As the war dragged on, some in the West suggested reaching a negotiated peace deal with Russia, even if it meant Ukraine would cede territory. Kallas has warned against it.

In his comments to the AP, he noted that this is exactly what happened after Moscow annexed Crimea, backed separatists in industrial Donbas and seized territory in the former Soviet republic of Georgia.

“For us, it is important not to make that mistake again like we did in Crimea, Donbas, Georgia,” he said. “We have already made the same mistake three times saying that, you know, negotiations, negotiated peace is the goal. … The only thing Putin hears from this is that ‘I can do this because there will be no punishment.’

“And every time, every next time it will be with more human suffering than the last,” he added.

In Ukraine, those who commit war crimes and “carry out or attempt to carry out genocide” must be prosecuted.

Sanctions against Russia will take effect over time, he said, and you just have to have “strategic patience.”

Kallas defended criticism that the sanctions appear to hurt ordinary Russians and have failed to deter Putin so far.

“And I still think that, you know, the Russian population should also feel the effects, because if you look, the support for Putin is very high,” he said.

Kallas added that Russian soldiers brag about the war crimes they commit “in front of their wives and their mothers.” And if wives and mothers say, ‘It’s okay what you’re doing there’… I mean, this is also the war that Russia and the Russian people are waging in Ukraine,” he said.
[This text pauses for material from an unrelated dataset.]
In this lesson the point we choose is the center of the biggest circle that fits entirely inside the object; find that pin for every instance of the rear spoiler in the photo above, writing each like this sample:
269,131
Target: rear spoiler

On the domestic front, Kallas, 45, is fighting for his political future when Estonia’s two-party government, led by his centre-right Reform Party, collapsed in early June when he ousted the junior partner Center Party. , after disputes over welfare and spending. trouble amid rampant inflation in the Baltic nation.

Kallas, who has led the Reform Party since 2018 and became Estonia’s first female prime minister in January 2021, began coalition talks this month with two other parties, and they are expected to reach a coalition agreement early this month. July.

Otherwise, Kallas will face the grim prospect of ruling a weak one-party minority government until the next general election scheduled for March 2023.


Jari Tanner in Helsinki contributed.